Curve of length $L=1$ contained in a semicircle of diameter $2R=1$. How prove  that for any curve $\alpha(s)$ of length $L=1$ in the real plane, there is a semicircle of diameter $2R=1$ that contains it.

Any hints would be appreciated.
 A: I gave up, googled and found an extremely elegant agrument (due to A. Meir) here. I guess the hard part was to locate the center of the semicircle.
A: This (real analysis) is not really a subject I'm good at, but I think I have a solution.

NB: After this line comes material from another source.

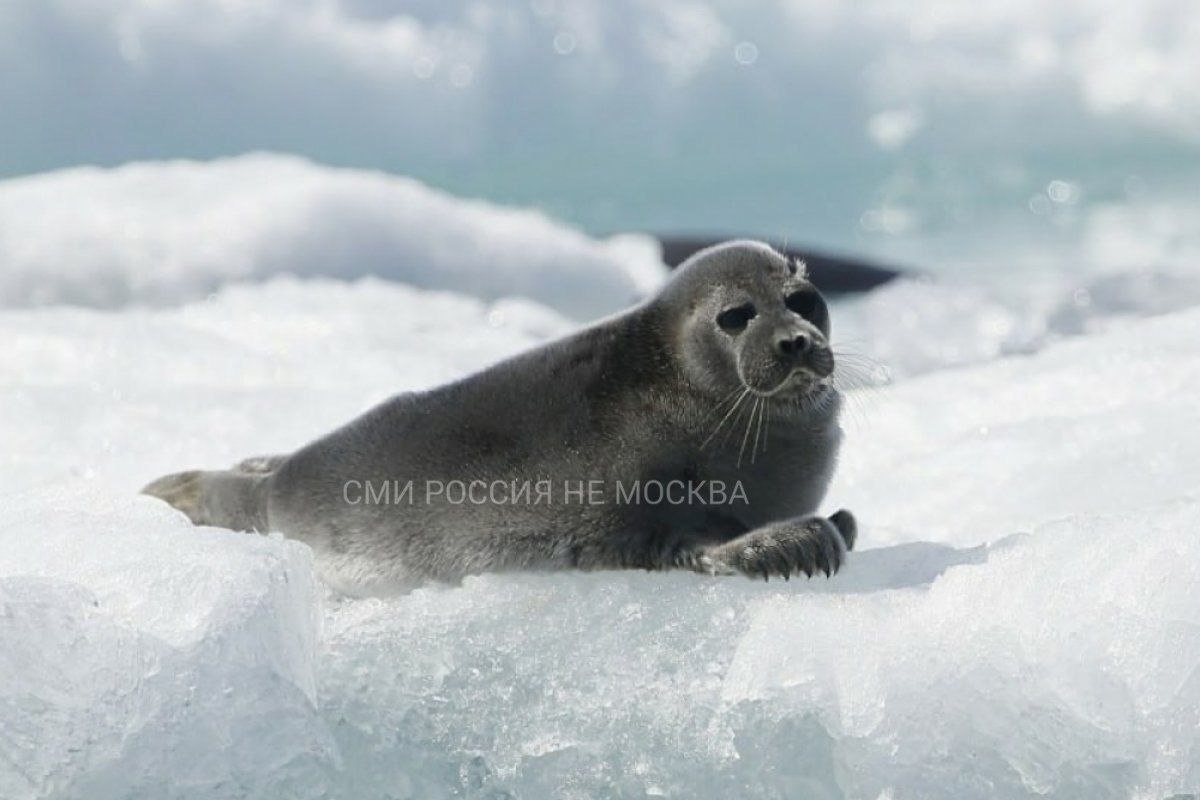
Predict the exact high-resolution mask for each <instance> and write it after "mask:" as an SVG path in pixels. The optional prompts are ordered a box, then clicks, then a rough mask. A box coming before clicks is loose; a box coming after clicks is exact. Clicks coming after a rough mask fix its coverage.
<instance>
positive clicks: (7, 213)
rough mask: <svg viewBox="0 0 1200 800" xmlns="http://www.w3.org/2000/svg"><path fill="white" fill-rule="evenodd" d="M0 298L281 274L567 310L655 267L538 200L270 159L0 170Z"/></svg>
mask: <svg viewBox="0 0 1200 800" xmlns="http://www.w3.org/2000/svg"><path fill="white" fill-rule="evenodd" d="M0 264H2V269H0V306H29V305H35V306H36V305H50V303H62V302H70V303H77V305H86V306H98V307H116V306H125V305H128V303H151V305H160V303H172V302H179V301H184V300H196V299H200V297H204V296H205V295H206V294H208V293H210V291H212V290H214V289H215V288H216V287H218V285H220V284H222V283H223V282H226V281H246V279H262V278H264V277H269V276H272V275H278V273H289V275H300V276H330V277H361V276H377V277H384V278H389V279H394V281H401V282H403V283H407V284H410V285H418V287H424V288H433V289H451V290H456V291H463V293H466V294H469V295H472V296H475V297H487V299H497V297H502V296H527V297H533V299H535V300H539V301H541V302H542V303H546V305H550V306H552V307H556V308H559V309H562V311H564V312H566V313H569V314H572V315H574V317H576V318H578V319H587V318H592V317H598V315H600V314H605V313H610V312H613V311H617V309H619V308H623V307H625V306H628V305H630V303H631V302H632V301H635V300H637V299H638V297H641V296H642V295H643V294H646V293H647V291H648V290H652V289H654V288H655V287H656V285H658V283H659V282H660V281H661V279H662V277H664V275H665V267H664V266H662V264H661V261H660V260H659V252H658V243H656V242H654V241H653V240H649V239H647V237H643V236H636V235H625V236H616V237H612V239H610V240H606V241H596V240H593V239H589V237H588V236H586V235H583V234H581V233H578V231H576V230H572V229H570V228H565V227H563V225H562V224H559V223H556V222H552V221H551V219H550V218H547V217H546V216H544V215H542V213H540V212H536V211H522V210H516V209H503V207H498V206H494V205H492V204H488V203H482V201H470V200H463V199H460V198H455V197H451V196H449V194H445V193H443V192H439V191H436V190H432V188H428V187H426V186H424V185H421V184H420V182H418V181H414V180H412V179H408V178H398V176H395V175H386V174H384V173H374V172H364V170H349V169H332V168H329V167H322V166H317V164H313V163H311V162H307V161H305V160H302V158H296V157H294V156H281V155H269V154H258V155H248V156H240V157H236V158H227V160H221V161H216V162H205V163H199V162H186V161H174V162H158V163H138V164H127V166H125V167H121V168H118V169H112V170H106V169H97V168H78V169H66V170H59V172H55V173H48V174H43V175H35V176H30V178H20V179H12V180H7V181H0Z"/></svg>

Suppose $\alpha$ has length two, so the radius of the circle is $1$. Take the midpoint of $\alpha$ (the point for which the two curves you get when cutting $\alpha$ have the same length) and call it $M$. Now, at both sides of $M$, the curve has length $1$. Now look at the (closed) disk with midpoint $M$ and radius $1$. Because this disk is per definition the set of points with distance at most $1$ from the center, all points not in this disk have a distance to $M$ strictly larger than $1$. Such a point (say $P$) cannot be part of $\alpha$, because then, the distance $|PM|$ would be larger than $1$ and a straight line segment is shorter than any other curve connecting $P$ and $M$ (this follows intuitively from the triangle inequality) the part $PM$ of the curve must be longer than $1$, but it has length $1$, so this is a contradiction. Therefore, we can always draw a disk with radius $1$ that fully covers a curve with length $2$.
The only possible flaws I see are that a straight line segment is the shortest possible connection and that the boundary of the disk (set of points $P$ with $d(P,M)\leq 1$) is not trivially equal to the circle with radius $1$ around $M$.